Saturday, May 29, 2010

We’re all in the Web

When it comes to a response to the Gulf oil spill and the havoc it's wreaking on animals and the environment, I at first found it easier to push the whole issue to the edge of my mind – or better yet, all the way out; out of sight, out of mind. After all, I don't have to look at dying birds, find oil-poisoned sea turtles, or fear the loss of my fishing livelihood. And with a disaster so big, bigger than me and my ability to fix it, turning a blind eye is very tempting.

I start thinking, "What can I do?" And I realize that all the things I need to do to prevent more such spills are the same things I need to do to keep Nicholai healthy, to prevent cancer in myself and others, to raise strong children, to live to be a hundred, and to help the planet stay viable.

I need to eat locally produced food, much grown in my own garden. I need to forsake factory farmed foods – giving up all my excuses for continuing to buy them. I need to ride my bike more and drive my car less. I need to find alternatives to petrochemicals wherever they occur – in sunscreens and other lotions, in soaps and cleaners, in plastic products. I need to take a long hard look at the phrase "Reduce, Reuse, Recycle" and remember that "recycle" is the last option on the list. Instead of blithely tossing used plastic milk jugs, yogurt containers, and lotion bottles into a recycling bin, setting it on the curb, and hoping like hell it doesn't end up in the giant plastic island in the Pacific; it's time for using non-toxic glass bottles that can be washed and used over and over.

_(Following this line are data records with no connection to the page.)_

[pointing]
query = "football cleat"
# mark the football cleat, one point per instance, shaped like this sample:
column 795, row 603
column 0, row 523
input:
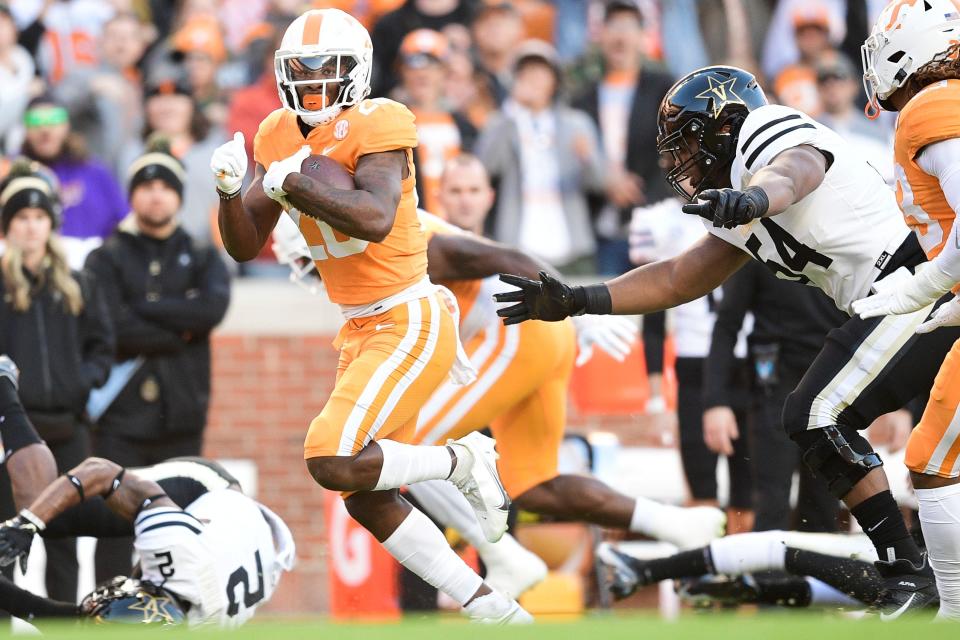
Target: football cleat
column 624, row 574
column 476, row 476
column 906, row 588
column 496, row 609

I can pray, meditate, and visualize the healing I want to come to pass, instead of turning away from the pain of seeing, the pain of knowing.

It is a web – me , Nicholai, Joan, you, the people and animals in the Gulf; what I do to the web I do to myself and what I do to myself I do to the web. Whether what I do is enough, I don't know. But I don't have to know, I just have to act – with love and with hope.